Negation rules in natural deduction

Question

There are various treatments of using negation in natural deduction for classical logic.

Let me quote bits of it:

$$\frac{}{\top}\top I$$

$$\frac{\bot}{A}\bot E\quad ex\ falso\ quodlibet$$

$$\frac{A\rightarrow\bot}{\neg A}\neg I$$

$$\frac{}{A\vee \neg A}tertium\ non\ datur$$

$$\frac{A\quad \neg A}{\bot}law\ of\ contradiction$$

$$\frac{A}{\neg\neg A}double\ negation\ 1$$

$$\frac{\neg\neg A}{A}double\ negation\ 2$$

$$\frac{\begin{equation}\begin{array}{c}{[\neg A]\\ \vdots\\ \bot}\end{array}\end{equation}}{A}indirect\ proof$$

What is a standard way of building this, what are the axioms and how are the other rules are proved?
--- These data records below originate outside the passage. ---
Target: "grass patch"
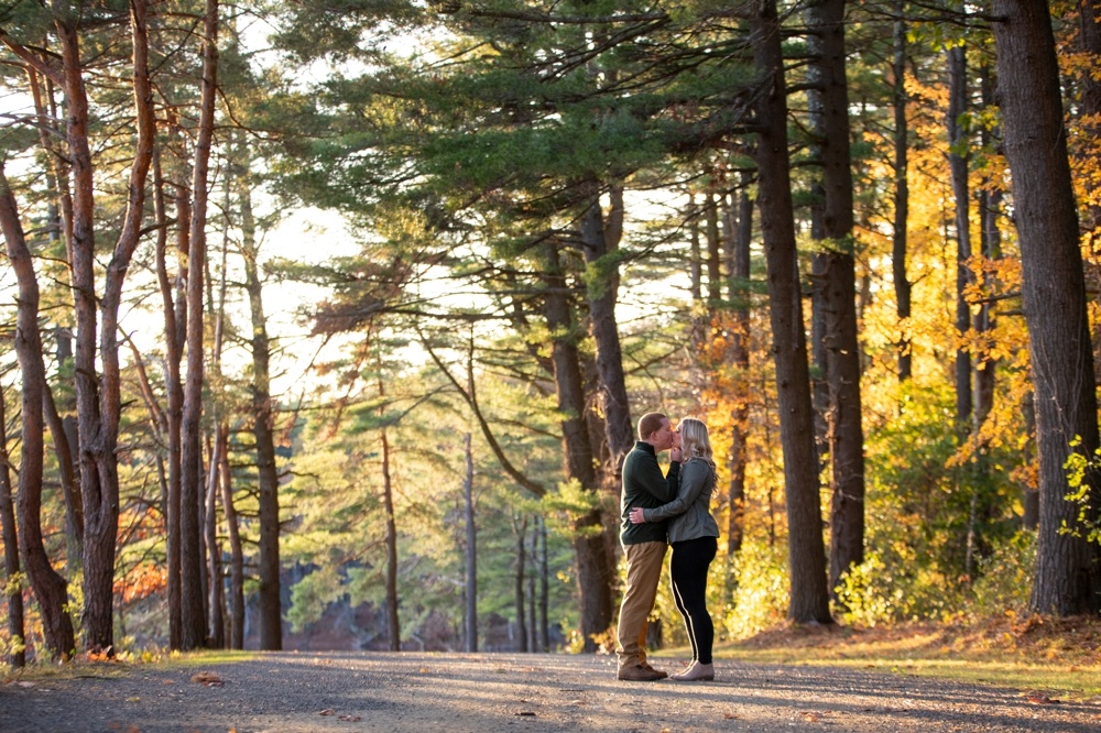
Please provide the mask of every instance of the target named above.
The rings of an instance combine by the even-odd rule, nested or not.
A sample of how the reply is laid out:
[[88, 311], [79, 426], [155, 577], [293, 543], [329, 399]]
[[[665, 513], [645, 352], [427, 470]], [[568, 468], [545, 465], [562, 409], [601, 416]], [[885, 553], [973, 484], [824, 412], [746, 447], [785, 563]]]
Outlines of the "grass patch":
[[1029, 616], [889, 627], [785, 625], [716, 648], [720, 659], [838, 666], [1101, 698], [1101, 619]]
[[137, 667], [160, 667], [161, 669], [190, 669], [210, 665], [226, 665], [255, 659], [259, 652], [231, 649], [196, 649], [194, 652], [145, 653], [141, 657], [124, 655], [123, 658], [107, 659], [102, 656], [88, 658], [78, 655], [75, 659], [59, 663], [31, 663], [21, 669], [0, 665], [0, 685], [12, 682], [41, 682], [80, 677], [126, 677]]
You might answer this by referring to some reference.

Answer 1

The only true "negation rule" needed is reductio ad absurdum aka proof by contradiction:

$$\dfrac{\begin{equation}\begin{array}{c}{[\neg A]\\ \vdots\\ \bot}\end{array}\end{equation}}{A}\bot$$

It is important to note that RAA is not an instance of negation introduction (see below) but actually a separate rule.

$\neg A$ can be defined as syntactic sugar for what is actually $A \to \bot$, and $\top$ as $\neg \bot$ and hence $\bot \to \bot$. There is no deduction rule needed for switching between the two, they are treated as literally same formula that just looks different:

$$\neg A \quad = \quad A \to \bot$$ $$\top \quad = \quad\neg \bot \quad = \quad \bot \to \bot$$

Negation introduction and elimination is then a special case of implication introduction and elimination (negation elimination is what you call law of contradiction, and implication elimination is also known as modus ponens):

$$\frac{\begin{equation}\begin{array}{c}{[A]\\ \vdots\\ \bot}\end{array}\end{equation}}{\neg A}\neg I \quad = \quad \frac{\begin{equation}\begin{array}{c}{[A]\\ \vdots\\ \bot}\end{array}\end{equation}}{A \to \bot}\to I $$

$$$$

$$\frac{A\quad \neg A}{\bot}\neg E \quad = \quad \frac{A\quad A \to \bot}{\bot}\to E $$ EFQL is just RAA with no assumption discharged (see the comments for a discussion on the difference between the two):

$$\frac{\bot}{A}\text{EFQL} \quad \rightsquigarrow \quad \frac{\bot}{A}\bot $$

The other rules can then be derived from these primitive rules:

For double negation,

$$\dfrac{A}{\neg\neg A}\neg \neg I \quad \rightsquigarrow \quad \dfrac{\dfrac{[\neg A]^1 \quad A}{\bot}\neg E}{\neg \neg A}\neg I^1 \quad = \quad \dfrac{\dfrac{[A \to \bot]^1 \quad A}{\bot}\to E}{(A \to \bot) \to \bot}\to I^1 $$

and

$$\dfrac{\neg \neg A}{A}\neg \neg E \quad \rightsquigarrow \quad \dfrac{\dfrac{\neg \neg A \quad [\neg A]^1}{\bot}\neg E}{A}\bot^1 \quad = \quad \dfrac{\dfrac{(A \to \bot) \to \bot \quad [A \to \bot]^1}{\bot}\to E}{A}\bot^1 $$

For the axioms,

$$\dfrac{}{\top}\top I \quad = \quad \dfrac{}{\neg \bot}\top I \quad \rightsquigarrow \quad \dfrac{[\bot]^1}{\neg \bot}\neg I \quad = \quad \dfrac{[\bot]^1}{\bot \to \bot}\to I^1 $$

and finally, $$ \dfrac{}{A\vee \neg A}\text{TND} \quad \rightsquigarrow \quad $$

see here; their $(* B)$ is our $* E$ (eliminiation) and $(* E)$ is $* I$ (introduction).

So natural deduction doesn't need axiom as primitives: Everything can be derived from the basic set of inference rules $\{\land I, \land E, \lor I, \lor E, \to I, \to E, \bot\}$.